The highlight of required features of a medical interoperability reference model
The rest of the paper is organized as follows: In section 2, we explain the principal data standards used to characterize medical data. Each standard is described, and its field of application is given. Afterward, in section 3, we highlight standards implemented to ensure the interoperability of medical data identified in the previous section. In section 4, we propose a state-of-the-art focusing on the implementation of the standards identified in section 3. Then, we propose, in section 5, a comparative study of data interoperability models in the medical context. Afterward, We discuss and highlight features of the ideal interoperability model and draw limits of our work, in section 6. Finally, we conclude our work with lessons learned from our analysis and we consider the perspectives of our work.
2. Main health system interoperability standards
In this section, we present the main interoperability standards: HL7 and its derived, FHIR, DICOM, and JSON. Each standard is analyzed and its main features are emphasized. At the end of this section, a table summarizes whole these features.
2.1. Health Level Seven (HL7) Standards
The HL7 format is used to exchange health data electronically between the IT systems of different organizations. It allows the transmission of data such as prescriptions, test results, electronic medical records, etc.
2.2. HL7 Clinical Document Architecture (CDA)
This standard developed by HL7. is a markup standard based on XML and HL7 RIM (V3), it is used to represent and facilitate the exchange and share of electronic medical records and clinical documents. It allows health data to be stored in a structured format that can be read and interpreted by computer systems, as summarized in
Figure 1.
2.3. Fast Healthcare Interoperability Resources Standard (FHIR)
FHIR is a standard developed by HL7 (Health Level Seven) International which is a non-profit organization, this standard allows the exchange of medical data in JSON format in the form of different forms and elements called resources.

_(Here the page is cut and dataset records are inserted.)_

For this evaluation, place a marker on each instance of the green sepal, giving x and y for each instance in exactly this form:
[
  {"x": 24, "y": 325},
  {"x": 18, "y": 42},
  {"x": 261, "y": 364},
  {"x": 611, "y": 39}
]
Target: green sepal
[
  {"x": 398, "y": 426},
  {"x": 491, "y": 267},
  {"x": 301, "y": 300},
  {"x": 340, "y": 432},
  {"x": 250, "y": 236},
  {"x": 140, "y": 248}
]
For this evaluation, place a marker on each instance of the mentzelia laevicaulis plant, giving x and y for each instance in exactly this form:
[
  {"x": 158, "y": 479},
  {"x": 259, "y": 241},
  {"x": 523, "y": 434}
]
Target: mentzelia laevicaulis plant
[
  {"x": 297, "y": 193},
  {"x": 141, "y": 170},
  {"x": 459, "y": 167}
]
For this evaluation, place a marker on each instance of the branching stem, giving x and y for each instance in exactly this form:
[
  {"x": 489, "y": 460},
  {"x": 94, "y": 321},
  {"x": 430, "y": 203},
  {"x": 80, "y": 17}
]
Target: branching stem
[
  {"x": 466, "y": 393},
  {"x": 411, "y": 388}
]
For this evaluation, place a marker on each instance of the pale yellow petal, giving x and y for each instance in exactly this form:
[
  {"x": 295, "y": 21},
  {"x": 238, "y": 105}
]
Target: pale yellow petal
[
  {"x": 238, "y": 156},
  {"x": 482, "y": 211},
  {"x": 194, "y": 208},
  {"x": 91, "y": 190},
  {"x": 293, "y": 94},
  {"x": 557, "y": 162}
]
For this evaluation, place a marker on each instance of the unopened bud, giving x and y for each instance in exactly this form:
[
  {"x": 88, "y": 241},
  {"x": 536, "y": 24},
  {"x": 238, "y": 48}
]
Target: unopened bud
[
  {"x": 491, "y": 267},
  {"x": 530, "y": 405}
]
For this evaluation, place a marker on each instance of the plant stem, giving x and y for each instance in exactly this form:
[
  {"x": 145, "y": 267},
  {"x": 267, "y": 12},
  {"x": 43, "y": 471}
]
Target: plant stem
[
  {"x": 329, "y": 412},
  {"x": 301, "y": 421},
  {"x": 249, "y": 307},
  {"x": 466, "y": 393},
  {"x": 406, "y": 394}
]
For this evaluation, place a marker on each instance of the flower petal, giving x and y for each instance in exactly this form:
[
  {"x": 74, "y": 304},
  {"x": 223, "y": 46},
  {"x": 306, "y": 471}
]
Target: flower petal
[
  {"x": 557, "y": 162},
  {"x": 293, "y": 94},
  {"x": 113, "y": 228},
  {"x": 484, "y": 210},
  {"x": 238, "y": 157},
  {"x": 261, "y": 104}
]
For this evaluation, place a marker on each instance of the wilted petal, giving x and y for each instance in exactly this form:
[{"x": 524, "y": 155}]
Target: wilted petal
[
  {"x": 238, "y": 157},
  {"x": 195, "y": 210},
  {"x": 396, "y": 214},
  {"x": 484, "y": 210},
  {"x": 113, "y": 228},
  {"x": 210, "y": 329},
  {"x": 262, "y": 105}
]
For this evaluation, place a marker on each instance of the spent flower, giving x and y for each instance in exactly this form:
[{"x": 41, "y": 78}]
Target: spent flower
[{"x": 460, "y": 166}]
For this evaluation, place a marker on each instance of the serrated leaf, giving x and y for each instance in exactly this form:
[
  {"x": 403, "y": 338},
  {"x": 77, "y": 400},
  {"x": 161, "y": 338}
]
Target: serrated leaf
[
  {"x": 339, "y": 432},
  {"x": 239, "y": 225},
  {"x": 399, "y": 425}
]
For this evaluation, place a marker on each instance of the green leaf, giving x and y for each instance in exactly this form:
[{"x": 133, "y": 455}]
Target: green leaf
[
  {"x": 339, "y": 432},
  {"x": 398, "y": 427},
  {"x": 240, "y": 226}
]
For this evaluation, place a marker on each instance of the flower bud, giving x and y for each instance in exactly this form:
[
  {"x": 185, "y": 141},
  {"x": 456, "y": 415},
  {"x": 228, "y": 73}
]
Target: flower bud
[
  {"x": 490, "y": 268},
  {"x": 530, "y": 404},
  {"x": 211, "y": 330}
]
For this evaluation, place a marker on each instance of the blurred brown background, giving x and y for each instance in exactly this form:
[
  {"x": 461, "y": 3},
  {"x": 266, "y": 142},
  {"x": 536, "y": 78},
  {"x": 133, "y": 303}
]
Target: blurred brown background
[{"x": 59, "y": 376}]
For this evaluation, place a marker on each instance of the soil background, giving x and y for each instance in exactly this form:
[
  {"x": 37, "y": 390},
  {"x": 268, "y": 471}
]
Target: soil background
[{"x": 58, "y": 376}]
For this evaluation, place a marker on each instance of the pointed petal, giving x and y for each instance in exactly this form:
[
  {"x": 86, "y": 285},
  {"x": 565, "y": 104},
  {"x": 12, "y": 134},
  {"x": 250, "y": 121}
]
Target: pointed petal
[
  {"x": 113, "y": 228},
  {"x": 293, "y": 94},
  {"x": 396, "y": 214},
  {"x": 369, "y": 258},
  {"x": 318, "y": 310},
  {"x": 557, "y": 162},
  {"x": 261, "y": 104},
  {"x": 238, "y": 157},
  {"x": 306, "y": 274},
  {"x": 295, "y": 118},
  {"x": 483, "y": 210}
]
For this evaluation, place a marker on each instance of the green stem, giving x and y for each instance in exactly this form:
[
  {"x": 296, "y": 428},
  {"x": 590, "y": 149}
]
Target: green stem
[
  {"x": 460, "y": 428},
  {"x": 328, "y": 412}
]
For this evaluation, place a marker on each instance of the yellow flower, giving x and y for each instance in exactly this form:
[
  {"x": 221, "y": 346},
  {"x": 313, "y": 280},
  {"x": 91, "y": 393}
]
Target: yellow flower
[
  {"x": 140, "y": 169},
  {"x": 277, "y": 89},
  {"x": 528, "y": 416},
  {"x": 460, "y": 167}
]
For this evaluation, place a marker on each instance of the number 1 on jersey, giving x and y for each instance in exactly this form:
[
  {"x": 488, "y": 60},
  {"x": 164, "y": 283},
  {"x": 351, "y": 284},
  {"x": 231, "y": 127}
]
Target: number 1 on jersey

These can be manipulated using an API Rest, something that helps the implementation of this standard easily and network different health systems medical entities to share and exchange health data between them in real-time. Using the Rest API for example “INSOMNIA”, we can either create a new resource or a list of FHIR resources in JSON or XML format using the POST method which will subsequently generate an ID for each resource, and then we can search for them from the Rest server, this time with the GET method, specifying in the search criteria in the URL the type of the "Patient" example resource, and with the same transaction we can make the observation of resources loaded into the Rest server either by ID, name, etc. We can also modify, for example, the information of a patient using the PUT transaction, passing through the "observation" value for the element "
ResourceType" and we specify for example the type of the resource in which we work example, Patient, in the URL in front of the PUT transaction of our resource, and we can return to the GET transactions to display if you want all the history of I The resource you created includes all the versions in which we have made changes. The additional advantage of using the FHIR standard is that we can adapt the list of resources that we have already loaded in the Rest API or that we will create them using the Profile resource, then we can just create a profile with the same type as the group of resources that we have already put in an FHIR server, example "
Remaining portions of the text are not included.